Komisi VII DPR Minta Pengawasan Air Minum Kemasan Diperkuat

waktu baca 2 menit

Risiko ini meliputi paparan mikroplastik dari botol, pelepasan zat kimia seperti BPA atau antimon akibat suhu panas, serta adanya bromat yang bersifat karsinogenik bila kadarnya berlebih

Jakarta (KABARIN) - Anggota Komisi VII DPR RI Chusnunia meminta Balai Besar Pengawasan Obat dan Makanan (BPOM) memperkuat pengawasan peredaran air minum dalam kemasan (AMDK) guna memberikan rasa aman bagi masyarakat dan mendorong daya saing.

Menurut dia, penting untuk memastikan produk AMDK tak terkecuali produk kemasan lainnya mengantongi izin BPOM sebagai bentuk perlindungan terhadap konsumen.

"Saya belum mengetahui persis seberapa sering BPOM melakukan pengawasan terhadap peredaran AMDK yang ada karenanya kami mendorong pemerintah melakukan pengawasan terhadap air dengan tujuan melindungi masyarakat/kepentingan publik sekaligus mendorong daya saing produk,“ kata Chusnunia dalam keterangannya di Jakarta, Selasa.

Permintaan penguatan pengawasan AMDK itu disampaikan langsung Chusnunia dalam rapat dengar pendapat (RDP) bersama BPOM, Senin (22/6).
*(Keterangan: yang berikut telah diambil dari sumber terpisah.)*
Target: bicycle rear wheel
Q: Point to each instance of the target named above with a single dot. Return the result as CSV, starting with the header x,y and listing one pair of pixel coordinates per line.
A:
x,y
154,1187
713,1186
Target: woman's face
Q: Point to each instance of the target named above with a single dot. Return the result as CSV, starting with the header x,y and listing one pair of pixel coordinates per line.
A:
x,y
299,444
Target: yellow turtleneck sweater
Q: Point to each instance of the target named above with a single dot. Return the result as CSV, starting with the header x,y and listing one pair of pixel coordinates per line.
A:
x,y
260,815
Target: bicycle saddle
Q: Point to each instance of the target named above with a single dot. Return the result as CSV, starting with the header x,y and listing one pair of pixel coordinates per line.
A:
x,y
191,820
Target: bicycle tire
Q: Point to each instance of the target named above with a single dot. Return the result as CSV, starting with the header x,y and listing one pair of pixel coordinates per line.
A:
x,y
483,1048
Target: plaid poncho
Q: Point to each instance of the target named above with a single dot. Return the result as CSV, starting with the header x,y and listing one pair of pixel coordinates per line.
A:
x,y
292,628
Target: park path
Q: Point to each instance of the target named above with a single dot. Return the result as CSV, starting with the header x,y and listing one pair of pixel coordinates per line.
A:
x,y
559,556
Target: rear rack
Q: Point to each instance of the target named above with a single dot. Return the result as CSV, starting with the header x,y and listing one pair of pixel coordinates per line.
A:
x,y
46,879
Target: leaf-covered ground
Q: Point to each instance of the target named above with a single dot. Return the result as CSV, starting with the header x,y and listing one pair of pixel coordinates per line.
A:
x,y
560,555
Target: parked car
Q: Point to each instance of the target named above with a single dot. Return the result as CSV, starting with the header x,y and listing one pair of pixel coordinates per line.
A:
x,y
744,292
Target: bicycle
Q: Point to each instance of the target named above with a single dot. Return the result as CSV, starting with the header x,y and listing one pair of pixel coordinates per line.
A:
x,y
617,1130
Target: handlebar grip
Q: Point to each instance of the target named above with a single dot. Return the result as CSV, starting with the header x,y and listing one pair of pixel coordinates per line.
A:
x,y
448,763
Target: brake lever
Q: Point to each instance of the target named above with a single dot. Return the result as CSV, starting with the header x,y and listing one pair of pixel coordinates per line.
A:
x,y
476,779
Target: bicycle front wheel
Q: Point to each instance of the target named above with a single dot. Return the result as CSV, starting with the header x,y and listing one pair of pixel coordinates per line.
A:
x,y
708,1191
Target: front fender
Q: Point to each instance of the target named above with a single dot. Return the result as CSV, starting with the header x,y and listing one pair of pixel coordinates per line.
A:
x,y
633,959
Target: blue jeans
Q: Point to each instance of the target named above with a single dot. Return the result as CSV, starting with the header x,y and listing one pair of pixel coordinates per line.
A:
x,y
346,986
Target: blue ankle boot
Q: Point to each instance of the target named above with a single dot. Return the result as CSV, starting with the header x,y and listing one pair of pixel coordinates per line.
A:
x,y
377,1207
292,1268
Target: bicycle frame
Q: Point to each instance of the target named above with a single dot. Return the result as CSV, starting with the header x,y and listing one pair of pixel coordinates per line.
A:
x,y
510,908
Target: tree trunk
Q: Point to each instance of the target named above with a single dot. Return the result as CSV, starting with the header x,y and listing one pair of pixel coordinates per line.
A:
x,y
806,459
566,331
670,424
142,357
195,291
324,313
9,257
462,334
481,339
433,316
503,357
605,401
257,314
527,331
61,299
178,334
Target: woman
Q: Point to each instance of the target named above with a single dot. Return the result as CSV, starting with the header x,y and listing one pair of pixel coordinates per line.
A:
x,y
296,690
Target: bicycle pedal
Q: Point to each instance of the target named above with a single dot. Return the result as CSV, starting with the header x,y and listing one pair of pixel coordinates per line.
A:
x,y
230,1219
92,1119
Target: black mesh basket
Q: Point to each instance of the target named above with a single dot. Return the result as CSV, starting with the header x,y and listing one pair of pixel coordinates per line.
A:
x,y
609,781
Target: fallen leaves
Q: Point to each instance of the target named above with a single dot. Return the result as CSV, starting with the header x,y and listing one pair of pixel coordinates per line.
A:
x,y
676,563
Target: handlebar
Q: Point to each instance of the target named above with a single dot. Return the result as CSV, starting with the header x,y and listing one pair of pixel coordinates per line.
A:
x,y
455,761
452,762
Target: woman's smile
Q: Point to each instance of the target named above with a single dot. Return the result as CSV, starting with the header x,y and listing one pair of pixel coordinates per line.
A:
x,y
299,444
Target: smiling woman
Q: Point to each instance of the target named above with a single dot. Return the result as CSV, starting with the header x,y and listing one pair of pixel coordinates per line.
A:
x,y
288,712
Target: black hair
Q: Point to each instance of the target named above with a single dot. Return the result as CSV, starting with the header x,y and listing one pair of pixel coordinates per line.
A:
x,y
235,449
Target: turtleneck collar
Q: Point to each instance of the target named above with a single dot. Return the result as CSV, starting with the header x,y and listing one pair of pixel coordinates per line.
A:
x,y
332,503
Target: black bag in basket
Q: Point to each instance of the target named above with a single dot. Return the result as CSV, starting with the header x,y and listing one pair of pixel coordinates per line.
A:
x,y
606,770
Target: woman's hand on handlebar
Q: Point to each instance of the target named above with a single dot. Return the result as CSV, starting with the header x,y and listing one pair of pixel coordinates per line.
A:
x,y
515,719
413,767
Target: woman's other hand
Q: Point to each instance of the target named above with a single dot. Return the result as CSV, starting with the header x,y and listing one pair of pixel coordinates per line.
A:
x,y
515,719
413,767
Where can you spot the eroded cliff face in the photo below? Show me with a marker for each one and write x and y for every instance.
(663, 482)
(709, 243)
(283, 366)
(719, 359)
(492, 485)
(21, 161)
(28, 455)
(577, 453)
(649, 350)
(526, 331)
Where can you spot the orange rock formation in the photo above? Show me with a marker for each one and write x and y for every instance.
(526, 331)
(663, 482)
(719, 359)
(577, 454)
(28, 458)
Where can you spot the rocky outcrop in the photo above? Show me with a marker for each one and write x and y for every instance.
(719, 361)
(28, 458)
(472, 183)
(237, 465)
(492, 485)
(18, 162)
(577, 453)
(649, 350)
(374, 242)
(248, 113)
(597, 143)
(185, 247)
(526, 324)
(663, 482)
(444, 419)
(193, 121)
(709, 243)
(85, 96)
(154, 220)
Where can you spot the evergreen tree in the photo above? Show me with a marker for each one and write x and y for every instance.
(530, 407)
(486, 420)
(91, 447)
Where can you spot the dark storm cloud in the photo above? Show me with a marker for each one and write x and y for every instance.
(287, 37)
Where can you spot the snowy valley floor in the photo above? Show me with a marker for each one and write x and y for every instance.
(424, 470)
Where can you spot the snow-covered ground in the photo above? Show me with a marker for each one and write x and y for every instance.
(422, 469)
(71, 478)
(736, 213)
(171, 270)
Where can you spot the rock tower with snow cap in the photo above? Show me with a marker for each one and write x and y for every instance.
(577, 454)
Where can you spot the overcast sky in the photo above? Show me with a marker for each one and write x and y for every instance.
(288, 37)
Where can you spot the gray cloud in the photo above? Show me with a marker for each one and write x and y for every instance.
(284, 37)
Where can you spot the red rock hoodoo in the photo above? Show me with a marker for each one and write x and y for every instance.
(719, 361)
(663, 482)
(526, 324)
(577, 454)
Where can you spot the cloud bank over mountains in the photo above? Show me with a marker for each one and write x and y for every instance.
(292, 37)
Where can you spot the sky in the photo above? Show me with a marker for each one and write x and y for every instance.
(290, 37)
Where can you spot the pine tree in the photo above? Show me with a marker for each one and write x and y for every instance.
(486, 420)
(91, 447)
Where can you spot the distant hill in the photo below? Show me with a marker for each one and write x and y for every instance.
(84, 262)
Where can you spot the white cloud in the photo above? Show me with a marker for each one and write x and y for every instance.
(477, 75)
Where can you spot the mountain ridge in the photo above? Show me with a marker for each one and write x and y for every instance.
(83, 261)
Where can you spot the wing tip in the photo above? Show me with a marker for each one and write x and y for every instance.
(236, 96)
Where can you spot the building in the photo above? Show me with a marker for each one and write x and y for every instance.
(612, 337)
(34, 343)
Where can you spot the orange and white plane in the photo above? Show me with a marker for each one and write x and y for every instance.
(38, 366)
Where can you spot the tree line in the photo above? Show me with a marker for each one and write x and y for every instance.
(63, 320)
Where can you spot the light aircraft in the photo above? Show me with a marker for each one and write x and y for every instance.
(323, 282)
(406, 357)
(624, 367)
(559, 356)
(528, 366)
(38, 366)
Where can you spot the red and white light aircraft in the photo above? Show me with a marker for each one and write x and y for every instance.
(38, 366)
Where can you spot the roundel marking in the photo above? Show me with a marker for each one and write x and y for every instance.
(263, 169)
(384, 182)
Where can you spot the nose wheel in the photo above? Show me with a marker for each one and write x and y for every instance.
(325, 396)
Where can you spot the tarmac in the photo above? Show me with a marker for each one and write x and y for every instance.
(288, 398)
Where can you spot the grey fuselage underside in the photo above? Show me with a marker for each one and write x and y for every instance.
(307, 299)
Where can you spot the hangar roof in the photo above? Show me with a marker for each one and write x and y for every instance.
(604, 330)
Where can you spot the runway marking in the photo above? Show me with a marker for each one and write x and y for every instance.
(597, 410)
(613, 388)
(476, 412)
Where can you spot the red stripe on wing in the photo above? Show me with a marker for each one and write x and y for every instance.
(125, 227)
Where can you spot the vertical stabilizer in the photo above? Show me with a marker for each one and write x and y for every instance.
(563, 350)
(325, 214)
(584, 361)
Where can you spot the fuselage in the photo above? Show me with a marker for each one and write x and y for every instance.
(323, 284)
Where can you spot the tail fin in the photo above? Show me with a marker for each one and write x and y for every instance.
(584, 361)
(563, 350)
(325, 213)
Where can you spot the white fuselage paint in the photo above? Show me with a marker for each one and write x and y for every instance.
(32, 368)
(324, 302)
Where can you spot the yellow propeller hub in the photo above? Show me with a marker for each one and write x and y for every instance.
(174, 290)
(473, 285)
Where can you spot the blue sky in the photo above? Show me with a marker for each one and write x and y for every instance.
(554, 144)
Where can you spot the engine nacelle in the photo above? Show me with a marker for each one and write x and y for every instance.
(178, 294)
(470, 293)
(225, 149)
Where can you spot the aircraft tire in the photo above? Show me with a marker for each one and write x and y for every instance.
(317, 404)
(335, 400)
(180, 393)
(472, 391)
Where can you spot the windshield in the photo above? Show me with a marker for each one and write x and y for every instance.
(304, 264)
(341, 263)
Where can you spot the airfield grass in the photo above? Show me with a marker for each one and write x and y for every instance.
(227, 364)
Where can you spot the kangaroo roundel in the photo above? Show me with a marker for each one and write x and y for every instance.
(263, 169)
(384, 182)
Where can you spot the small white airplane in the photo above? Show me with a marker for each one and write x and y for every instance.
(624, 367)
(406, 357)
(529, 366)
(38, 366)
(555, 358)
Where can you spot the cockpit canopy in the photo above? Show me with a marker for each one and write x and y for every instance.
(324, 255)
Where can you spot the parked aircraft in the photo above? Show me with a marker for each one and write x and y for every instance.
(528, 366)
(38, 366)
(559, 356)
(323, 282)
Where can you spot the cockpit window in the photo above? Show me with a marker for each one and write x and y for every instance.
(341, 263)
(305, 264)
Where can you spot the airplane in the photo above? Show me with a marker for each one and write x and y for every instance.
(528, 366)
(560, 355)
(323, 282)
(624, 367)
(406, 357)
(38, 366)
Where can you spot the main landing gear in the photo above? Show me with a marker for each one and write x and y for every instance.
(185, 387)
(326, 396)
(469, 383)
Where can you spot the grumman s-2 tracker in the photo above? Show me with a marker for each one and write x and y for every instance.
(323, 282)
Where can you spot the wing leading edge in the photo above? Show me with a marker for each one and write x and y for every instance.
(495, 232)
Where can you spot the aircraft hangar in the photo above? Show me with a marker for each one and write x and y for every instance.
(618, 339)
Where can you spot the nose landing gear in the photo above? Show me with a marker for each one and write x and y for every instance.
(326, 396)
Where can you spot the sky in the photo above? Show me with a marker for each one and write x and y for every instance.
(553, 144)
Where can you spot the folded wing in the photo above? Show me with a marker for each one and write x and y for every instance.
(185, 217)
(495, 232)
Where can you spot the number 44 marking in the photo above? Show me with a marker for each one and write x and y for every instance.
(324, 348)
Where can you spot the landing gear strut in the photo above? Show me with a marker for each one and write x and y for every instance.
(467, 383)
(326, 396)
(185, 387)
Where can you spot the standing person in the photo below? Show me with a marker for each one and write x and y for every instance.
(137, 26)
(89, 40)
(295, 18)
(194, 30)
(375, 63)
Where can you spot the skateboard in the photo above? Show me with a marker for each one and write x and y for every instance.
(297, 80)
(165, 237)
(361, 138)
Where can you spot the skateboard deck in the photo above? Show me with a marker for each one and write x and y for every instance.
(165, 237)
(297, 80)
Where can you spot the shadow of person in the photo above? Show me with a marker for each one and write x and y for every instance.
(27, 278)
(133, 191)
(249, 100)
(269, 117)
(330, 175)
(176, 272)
Dia menjelaskan pengawasan terhadap AMDK penting dilakukan karena produk tersebut merupakan kebutuhan primer manusia yang digunakan untuk kebutuhan sehari-hari.

Selain itu, kata dia, masyarakat kebanyakan mengandalkan BPOM untuk memastikan bahwa produk-produk tersebut sudah memiliki izin edar dari BPOM.

Chusnunia mengatakan bahwa semakin masifnya produksi AMDK menjadikan produk ini tergolong dalam kategori pangan risiko tinggi.

Dia menambahkan bahwa air mineral dalam kemasan pada umumnya aman dikonsumsi, namun juga memiliki potensi bahaya bagi kesehatan.

"Risiko ini meliputi paparan mikroplastik dari botol, pelepasan zat kimia seperti BPA atau antimon akibat suhu panas, serta adanya bromat yang bersifat karsinogenik bila kadarnya berlebih,” ujarnya.

Oleh karena itu pihaknya mendorong BPOM untuk lebih aktif dan rutin dalam melakukan inspeksi sarana produksi dan distribusi AMDK.

"Ini penting dilakukan sebagai upaya melindungi masyarakat dan meningkatkan daya saing produk," tegasnya.